By David Barwick and Marta Vilar – VALLETTA (Econostream) – While elevated uncertainty implies that a pause in monetary policy easing cannot currently be excluded in April, there may be reason for the European Central Bank to stick to the ‘default’ option of another rate cut, according to ECB Governing Council alternate member Alexander Demarco.
In an interview with Econostream (transcript here) on Tuesday, Demarco, who as acting governor of the Central Bank of Malta is ‘fully included in the ECB decision-making process’, in ECB President Christine Lagarde’s words, said that the latest projection indicated that disinflation was approximately on track, even with the slight recent deferral of the time by which the 2% target would be reached.
The pushing out of that date to late this year or early next year was ‘driven entirely by energy prices and the exchange rate, and since then, we've seen important changes in these components, both in the direction of lower price pressures’, Demarco pointed out.
‘So, for now, we are guided by the projections we have, but if energy prices and the exchange rate remain as they are today, the projections will probably show 2% achieved even earlier’, he said. ‘So, I’m not sure it’s the right time to pause, because the evidence still shows us moving in the right direction.’
At the same time, he said, there was a lot of ‘noise’ in the sense of developments on numerous fronts relevant to monetary policy, for which reason policymakers ‘need some more data between now and April to identify emerging tendencies in one direction or the other.’
Revisions to the staff inflation forecasts had tended to be small in recent projection exercises, confirming that the ECB was ‘really on track’ towards hitting its objective, he said. Therefore, if nothing were to change, cutting in April could be considered ‘the default’, he concurred.
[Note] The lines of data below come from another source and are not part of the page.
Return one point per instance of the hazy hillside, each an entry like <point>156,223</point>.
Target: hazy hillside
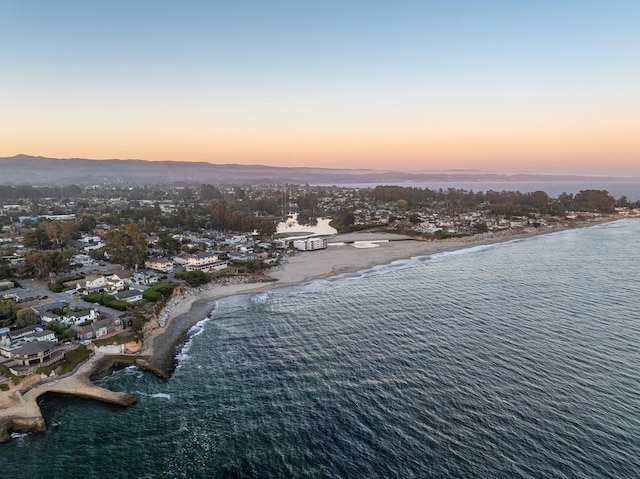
<point>37,170</point>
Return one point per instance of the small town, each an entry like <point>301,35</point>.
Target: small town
<point>86,268</point>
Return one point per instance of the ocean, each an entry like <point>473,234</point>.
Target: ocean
<point>519,359</point>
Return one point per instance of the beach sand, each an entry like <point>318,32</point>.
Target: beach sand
<point>164,336</point>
‘But it's not the case that nothing can change’, he observed. ‘There is a lot of turbulence surrounding us, and this could have an impact on inflation, especially in the short term.’
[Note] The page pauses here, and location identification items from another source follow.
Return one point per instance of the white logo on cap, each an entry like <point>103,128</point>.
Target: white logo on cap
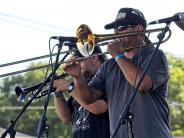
<point>121,15</point>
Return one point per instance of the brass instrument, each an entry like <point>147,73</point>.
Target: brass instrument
<point>87,40</point>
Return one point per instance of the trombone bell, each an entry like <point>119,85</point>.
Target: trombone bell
<point>86,40</point>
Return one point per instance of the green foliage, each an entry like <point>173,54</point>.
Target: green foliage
<point>176,94</point>
<point>28,122</point>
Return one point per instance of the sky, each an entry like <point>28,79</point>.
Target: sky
<point>27,25</point>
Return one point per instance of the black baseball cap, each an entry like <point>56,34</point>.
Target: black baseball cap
<point>127,16</point>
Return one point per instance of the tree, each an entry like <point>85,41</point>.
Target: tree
<point>176,94</point>
<point>28,122</point>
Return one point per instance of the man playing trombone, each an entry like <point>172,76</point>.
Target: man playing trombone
<point>118,76</point>
<point>88,121</point>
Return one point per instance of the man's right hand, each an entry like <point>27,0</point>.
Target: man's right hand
<point>61,85</point>
<point>73,69</point>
Such turbulence could boost inflation expectations, a contingency that needed to be monitored, but another possibility was that it would hurt confidence, which would naturally serve to dampen growth, he said. The ECB’s outlook for growth had already been revised down repeatedly, and although authorities still predicted a recovery, activity in the region remained weak, he said.
‘And these negative events, including more trade barriers, are not likely to generate positive sentiment, to convince consumers to spend or to encourage investors to invest’, he said. ‘And that, to my mind, would signal downside risks for medium-term inflation.’
In the medium term, undershooting the inflation target was thus likelier than overshooting it, he said, especially if trade tensions worsened.
Prevailing uncertainty made it more important than ever for the ECB to retain its data-dependent, meeting-by-meeting approach to monetary policy, he urged. However, the absence of updated projections in April did not automatically make a pause at that Council meeting more probable, he said.
The ECB’s projections already incorporated a particular rate path, he noted. ‘[A]s long as the incoming data and conditions continue to signal that we remain on track, as was the case in the latest projection exercise, then we should continue to follow that interest rate path’, he argued.
The higher long-term bond yields in the euro area were not in and of themselves sufficient reason so far for the ECB to do anything, he said. The ramping up of defence spending was governments’ decision, and such a decision need not necessarily ‘represent a significant departure to the staff projections and the embedded interest rate path that would achieve the price stability objective’, he said.
‘If on the other hand fiscal positions become looser than the announced budgetary plans, this would need to be factored and reassessed accordingly’, he said. ‘Therefore, as usual, we will continue to monitor very closely fiscal developments and the evolution of inflation expectations.’
‘Hopefully, the revised fiscal governance rules will be respected by all Member States’, he added.